In [None]:
import pandas as pd
import geopandas as gpd
from shapely.geometry import Point
import numpy as np
from sktime.dists import dtw_dist
from sklearn.preprocessing import StandardScaler
from scipy.spatial.distance import squareform
from scipy.cluster.hierarchy import ward, dendrogram, fcluster
import folium
from tslearn.barycenters import dtw_barycenter_averaging
from shapely.geometry import Point
import matplotlib.pyplot as plt
import random
from statsmodels.tsa.stattools import adfuller
from sklearn.preprocessing import StandardScaler
from scipy.cluster.hierarchy import ward, dendrogram, fcluster
from fastdtw import fastdtw
import matplotlib.pyplot as plt
#FOR SUBMISSION

Get data and group counties

In [None]:
counties = gpd.read_file()
points_df = pd.read_csv()
if 'longitude' not in points_df.columns or 'latitude' not in points_df.columns:
    raise ValueError("check for the lat lon columns.")
geometry = [Point(xy) for xy in zip(points_df['longitude'], points_df['latitude'])]
points = gpd.GeoDataFrame(points_df, geometry=geometry)
points.set_crs(epsg=4326, inplace=True) 
counties = counties.to_crs(points.crs)
points_with_counties = gpd.sjoin(points, counties, how='left', predicate='within')
points_with_counties = points_with_counties[['geometry', 'CountyName'] + points_df.columns.tolist()]
points_with_counties.drop(columns='geometry').to_csv('points_with_counties.csv', index=False)

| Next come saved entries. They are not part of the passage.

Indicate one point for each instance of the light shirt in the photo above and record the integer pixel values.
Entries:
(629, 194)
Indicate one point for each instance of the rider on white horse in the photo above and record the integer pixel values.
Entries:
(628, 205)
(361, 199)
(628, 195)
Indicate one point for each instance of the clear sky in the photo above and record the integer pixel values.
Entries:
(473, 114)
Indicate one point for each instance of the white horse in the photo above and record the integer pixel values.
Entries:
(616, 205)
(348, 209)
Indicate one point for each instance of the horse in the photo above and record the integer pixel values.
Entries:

Differece the ts to remove trends etc

In [None]:
path = ''
df = pd.read_csv(path, parse_dates=['date'])
df['date'] = pd.to_datetime(df['date'])
df.set_index('date', inplace=True)

location = df[['latitude', 'longitude']].drop_duplicates().sample(1)
lat, lon = location.iloc[0]['latitude'], location.iloc[0]['longitude']
loc_df = df[(df['latitude'] == lat) & (df['longitude'] == lon)]

def adf_test(series):
    result = adfuller(series.dropna())
    return result[1]  


plt.figure(figsize=(10, 6))
plt.plot(loc_df['soil_moisture'], label='Original Series')
plt.title(f'Original SM \n(Loc: {lat}, {lon})')
plt.xlabel('Date')
plt.ylabel('SM')
plt.legend()
plt.show()

loc_df['soil_moisture_diff1'] = loc_df['soil_moisture'].diff()
p_value_diff1 = adf_test(loc_df['soil_moisture_diff1'])

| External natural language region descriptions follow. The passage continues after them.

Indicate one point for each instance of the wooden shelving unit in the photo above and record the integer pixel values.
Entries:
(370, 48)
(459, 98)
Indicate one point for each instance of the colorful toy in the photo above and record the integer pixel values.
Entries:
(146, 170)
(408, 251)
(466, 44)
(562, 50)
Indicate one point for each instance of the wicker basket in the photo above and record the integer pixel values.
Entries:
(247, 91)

plt.figure(figsize=(10, 6))
plt.plot(loc_df['soil_moisture_diff1'], label='1st Diff')
plt.title(f'1ST Differenced SM\n(Loc: {lat}, {lon}) - ADF p-value: {p_value_diff1:.5f}')
plt.xlabel('Date')
plt.ylabel('Differenced SM')
plt.legend()
plt.show()

loc_df['soil_moisture_diff2'] = loc_df['soil_moisture_diff1'].diff()
p_value_diff2 = adf_test(loc_df['soil_moisture_diff2'])

plt.figure(figsize=(10, 6))
plt.plot(loc_df['soil_moisture_diff2'], label='Second Diff')
plt.title(f'2ND Differenced SM Time Series\n(Location: {lat}, {lon})')
plt.xlabel('Date')
plt.ylabel('2nd Differenced SM')
plt.legend()
plt.show()

print(f'ADF p-value for raw: {adf_test(loc_df["soil_moisture"])}')
print(f'ADF p-value first diff: {p_value_diff1}')
print(f'ADF p-value second diff: {p_value_diff2}')


In [None]:
counties = gpd.read_file()
points_df = pd.read_csv()

if 'longitude' not in points_df.columns or 'latitude' not in points_df.columns:
    raise ValueError(" NO lat, lon cols.")

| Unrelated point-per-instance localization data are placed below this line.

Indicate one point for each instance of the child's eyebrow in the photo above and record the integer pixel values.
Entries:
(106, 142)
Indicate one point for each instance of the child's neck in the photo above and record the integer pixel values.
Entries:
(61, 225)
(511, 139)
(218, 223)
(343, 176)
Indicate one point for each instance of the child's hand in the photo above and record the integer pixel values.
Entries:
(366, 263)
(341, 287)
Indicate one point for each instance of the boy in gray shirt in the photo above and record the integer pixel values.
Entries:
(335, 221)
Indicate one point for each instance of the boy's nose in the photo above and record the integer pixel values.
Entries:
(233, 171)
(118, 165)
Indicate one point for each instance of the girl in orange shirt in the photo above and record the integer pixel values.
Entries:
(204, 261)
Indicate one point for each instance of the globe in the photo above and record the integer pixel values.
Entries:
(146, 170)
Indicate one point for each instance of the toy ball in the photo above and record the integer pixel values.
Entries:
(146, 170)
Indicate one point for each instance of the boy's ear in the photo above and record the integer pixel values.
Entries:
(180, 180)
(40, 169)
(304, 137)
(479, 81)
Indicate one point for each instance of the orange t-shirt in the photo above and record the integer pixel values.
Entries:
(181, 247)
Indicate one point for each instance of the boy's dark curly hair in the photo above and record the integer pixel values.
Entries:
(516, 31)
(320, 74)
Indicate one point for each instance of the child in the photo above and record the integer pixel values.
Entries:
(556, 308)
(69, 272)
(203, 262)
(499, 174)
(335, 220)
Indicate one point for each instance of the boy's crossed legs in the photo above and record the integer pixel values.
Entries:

geometry = [Point(xy) for xy in zip(points_df['longitude'], points_df['latitude'])]
points = gpd.GeoDataFrame(points_df, geometry=geometry)
points.set_crs(epsg=4326, inplace=True)  
counties = counties.to_crs(points.crs)
points_with_counties = gpd.sjoin(points, counties, how='left', predicate='within')
points_with_counties = points_with_counties[['geometry', 'CountyName'] + points_df.columns.tolist()]
grouped = points_with_counties.groupby('CountyName')
specified_counties = ['Story', 'Page', 'Hancock', 'Jones', 'Wapello', 'Davis']


def process_county(df):
    df['location'] = df.apply(lambda row: f"{row['latitude']}_{row['longitude']}", axis=1)
    new_df = df.pivot(index='date', columns='location', values='soil_moisture')
    scaler = StandardScaler()
    standarised_df = pd.DataFrame(scaler.fit_transform(new_df), index=new_df.index, columns=new_df.columns)
    all_series = [standarised_df[col].dropna().values.reshape(-1, 1) for col in standarised_df.columns]

perform clustering using DTW and agglomerative 
- using ward method 
- manually defnign dist cut off

In [None]:
dist_threshold = 90

def dtw_dist(series1, series2):
    dist, _ = fastdtw(series1, series2, dist=lambda x, y: np.abs(x - y))
    return dist

combin = pd.concat([grouped.get_group(county) for county in specified_counties])
combin['location'] = combin.apply(lambda row: f"{row['latitude']}_{row['longitude']}", axis=1)
new_df = combin.pivot(index='date', columns='location', values='soil_moisture')
scaler = StandardScaler()
standarised_df = pd.DataFrame(scaler.fit_transform(new_df), index=new_df.index, columns=new_df.columns)
all_series = [standarised_df[col].dropna().values.reshape(-1, 1) for col in standarised_df.columns]
series = len(all_series)
matrix = np.zeros((series, series))
for i in range(series):
    for j in range(i + 1, series):
        matrix[i, j] = dtw_dist(all_series[i], all_series[j])
        matrix[j, i] = matrix[i, j]

new_matrix = squareform(matrix, checks=False)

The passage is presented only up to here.